STAFF and volunteers from the National Health Service (NHS) were put centre stage as part of the institution's 70th birthday celebrations last week.

Cumbria Health on Call (CHoC) was honoured in parliament as a part of a special, one-off competition to mark the milestone.

The NHS70 Parliamentary Awards were launched in February to recognise the massive contribution made by the individuals who work in and alongside the NHS.

The service was nominated by Tim Farron, John Stevenson, Trudy Harrison, Rory Stewart and Sue Hayman, MPs across Cumbria, in the Excellence in Primary Care category.

Susan Blakemore, chief executive and Hannah Mason, executive director of operations, collected the award on behalf of the organisation.

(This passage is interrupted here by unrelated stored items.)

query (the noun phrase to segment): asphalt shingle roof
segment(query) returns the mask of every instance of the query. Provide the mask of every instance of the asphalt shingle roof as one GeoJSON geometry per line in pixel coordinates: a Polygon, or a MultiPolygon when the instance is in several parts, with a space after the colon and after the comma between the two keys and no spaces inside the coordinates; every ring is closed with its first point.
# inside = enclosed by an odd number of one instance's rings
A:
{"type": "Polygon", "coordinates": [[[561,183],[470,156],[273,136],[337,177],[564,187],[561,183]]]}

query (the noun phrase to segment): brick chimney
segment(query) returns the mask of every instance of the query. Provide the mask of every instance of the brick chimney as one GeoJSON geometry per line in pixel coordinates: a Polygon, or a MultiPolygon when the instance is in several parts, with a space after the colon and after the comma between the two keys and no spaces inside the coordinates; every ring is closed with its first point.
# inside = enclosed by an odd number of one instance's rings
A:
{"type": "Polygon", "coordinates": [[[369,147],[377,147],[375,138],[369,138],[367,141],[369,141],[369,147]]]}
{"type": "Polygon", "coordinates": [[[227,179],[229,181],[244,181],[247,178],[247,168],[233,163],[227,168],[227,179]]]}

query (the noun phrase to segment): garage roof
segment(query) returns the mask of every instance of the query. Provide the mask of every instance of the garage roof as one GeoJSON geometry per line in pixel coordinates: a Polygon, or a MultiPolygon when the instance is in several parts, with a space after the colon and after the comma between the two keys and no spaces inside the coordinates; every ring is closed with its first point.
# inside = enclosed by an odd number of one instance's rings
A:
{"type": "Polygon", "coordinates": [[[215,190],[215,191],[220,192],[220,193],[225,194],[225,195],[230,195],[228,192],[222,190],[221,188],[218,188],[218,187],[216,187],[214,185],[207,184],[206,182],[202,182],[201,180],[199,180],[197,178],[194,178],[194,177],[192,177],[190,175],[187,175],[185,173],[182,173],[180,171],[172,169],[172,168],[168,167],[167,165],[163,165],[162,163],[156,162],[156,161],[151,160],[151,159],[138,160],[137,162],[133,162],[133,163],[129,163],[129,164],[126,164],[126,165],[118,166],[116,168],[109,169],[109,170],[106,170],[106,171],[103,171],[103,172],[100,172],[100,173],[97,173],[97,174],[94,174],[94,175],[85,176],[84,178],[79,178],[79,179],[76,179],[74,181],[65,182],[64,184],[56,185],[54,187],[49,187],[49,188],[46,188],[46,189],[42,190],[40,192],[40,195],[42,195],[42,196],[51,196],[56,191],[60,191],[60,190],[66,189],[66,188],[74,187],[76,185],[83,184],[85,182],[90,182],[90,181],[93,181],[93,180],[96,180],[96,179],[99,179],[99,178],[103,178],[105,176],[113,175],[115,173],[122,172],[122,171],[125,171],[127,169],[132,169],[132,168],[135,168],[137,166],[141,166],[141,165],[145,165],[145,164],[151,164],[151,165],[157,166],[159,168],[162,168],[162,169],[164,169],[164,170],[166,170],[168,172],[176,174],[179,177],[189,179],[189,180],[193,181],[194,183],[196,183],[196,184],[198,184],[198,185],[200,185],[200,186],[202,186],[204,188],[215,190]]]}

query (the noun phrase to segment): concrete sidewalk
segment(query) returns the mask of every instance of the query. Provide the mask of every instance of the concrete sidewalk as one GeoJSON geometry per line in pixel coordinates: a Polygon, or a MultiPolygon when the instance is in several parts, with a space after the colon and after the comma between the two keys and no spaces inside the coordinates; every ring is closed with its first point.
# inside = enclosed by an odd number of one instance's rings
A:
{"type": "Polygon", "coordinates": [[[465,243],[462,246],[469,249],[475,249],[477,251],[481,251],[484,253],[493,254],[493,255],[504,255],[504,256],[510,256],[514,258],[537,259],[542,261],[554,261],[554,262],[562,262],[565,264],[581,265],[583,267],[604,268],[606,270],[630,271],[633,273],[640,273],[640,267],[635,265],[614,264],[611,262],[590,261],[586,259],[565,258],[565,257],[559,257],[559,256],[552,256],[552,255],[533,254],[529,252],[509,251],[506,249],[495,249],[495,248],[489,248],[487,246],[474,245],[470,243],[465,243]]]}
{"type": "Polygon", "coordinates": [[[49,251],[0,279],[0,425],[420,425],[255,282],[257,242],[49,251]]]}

Susan said: “We are delighted to receive Parliamentary Award for Excellence in Primary Care, it is an amazing achievement which recognises the hard work and dedication of the whole CHoC team who provide outstanding and responsive care to the population of Cumbria.

"This is a fantastic accolade to the NHS here in Cumbria, both within CHoC and all of our partner organisations. We recognise that everyone matters, both those who use our services and those who are part of delivering them.”

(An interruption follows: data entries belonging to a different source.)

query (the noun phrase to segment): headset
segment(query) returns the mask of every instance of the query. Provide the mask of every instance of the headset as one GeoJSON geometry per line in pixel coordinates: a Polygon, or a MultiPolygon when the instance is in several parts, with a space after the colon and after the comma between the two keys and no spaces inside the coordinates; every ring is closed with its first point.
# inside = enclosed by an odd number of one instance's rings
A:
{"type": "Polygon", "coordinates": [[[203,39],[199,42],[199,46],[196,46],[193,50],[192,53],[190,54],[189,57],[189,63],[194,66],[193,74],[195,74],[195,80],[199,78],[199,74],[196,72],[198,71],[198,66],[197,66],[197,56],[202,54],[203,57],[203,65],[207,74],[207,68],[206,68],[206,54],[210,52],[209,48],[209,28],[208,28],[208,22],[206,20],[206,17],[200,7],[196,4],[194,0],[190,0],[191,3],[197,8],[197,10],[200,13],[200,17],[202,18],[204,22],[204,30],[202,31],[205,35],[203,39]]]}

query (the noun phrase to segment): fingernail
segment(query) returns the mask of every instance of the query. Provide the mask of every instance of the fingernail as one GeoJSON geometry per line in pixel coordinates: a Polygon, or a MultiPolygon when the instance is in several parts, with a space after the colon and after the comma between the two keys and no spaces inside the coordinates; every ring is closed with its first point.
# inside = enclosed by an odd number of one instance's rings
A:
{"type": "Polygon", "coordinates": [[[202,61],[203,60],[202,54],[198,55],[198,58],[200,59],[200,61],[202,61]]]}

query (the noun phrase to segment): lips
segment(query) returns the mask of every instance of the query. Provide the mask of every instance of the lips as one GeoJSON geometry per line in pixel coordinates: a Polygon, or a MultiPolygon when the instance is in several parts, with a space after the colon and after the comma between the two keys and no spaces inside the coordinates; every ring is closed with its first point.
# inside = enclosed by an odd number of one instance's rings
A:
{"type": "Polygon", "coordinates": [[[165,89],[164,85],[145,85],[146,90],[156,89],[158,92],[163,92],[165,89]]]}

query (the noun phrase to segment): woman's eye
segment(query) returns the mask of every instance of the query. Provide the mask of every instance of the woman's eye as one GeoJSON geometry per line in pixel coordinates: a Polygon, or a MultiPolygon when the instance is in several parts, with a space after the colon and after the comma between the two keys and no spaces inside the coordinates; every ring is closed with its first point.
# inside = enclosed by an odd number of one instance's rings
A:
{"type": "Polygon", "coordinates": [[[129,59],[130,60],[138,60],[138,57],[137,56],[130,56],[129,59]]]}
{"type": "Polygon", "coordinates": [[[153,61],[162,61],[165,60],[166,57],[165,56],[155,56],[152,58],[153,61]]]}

And last week, the Bishop of Carlisle paid tribute to the work of NHS staff across the country.

The Rt Rev’d James Newcome – the Church of England’s lead bishop for health and social care – was in London for a special service in Westminster Abbey, marking the milestone birthday.

Among those also present was HRH The Countess of Wessex, the Secretary of State for Health, Jeremy Hunt MP, and Simon Stevens, Chief Executive of NHS England.

Bishop James said: “It’s a tremendous privilege and pleasure for me to wish the NHS a very happy birthday on its 70th anniversary. We are all conscious of the wonderful work which has gone on over those seven decades.

“This is a day for celebration but it also marks an opportunity to say ‘thank you’ to the 1.4 million people who work so tirelessly for the NHS. ‘Thank you’ for the wonderful work you are involved in.”

He also spoke in a Parliamentary debate tabled by Lord Darzi of Denham noting the creation of the National Health Service in 1948, and the case for integration of health, mental health, social and community care to equip the National Health Service for the next 70 years.

“This is not only a question of having enough money; another important issue is the integration of health, social care and public health, with particular focus on the need to look at the slightly unequal outcomes currently for those people experiencing mental health problems and those without," he said.

Wider celebrations to mark the NHS’s big birthday included thousands of NHS Big 7Tea parties to raise money for NHS charities.

And dozens of landmark buildings, including Kendal Castle, Kendal Parish Church, Silverdale and Bolton-le-Sands libraries, were lit up in blue to mark the occasion.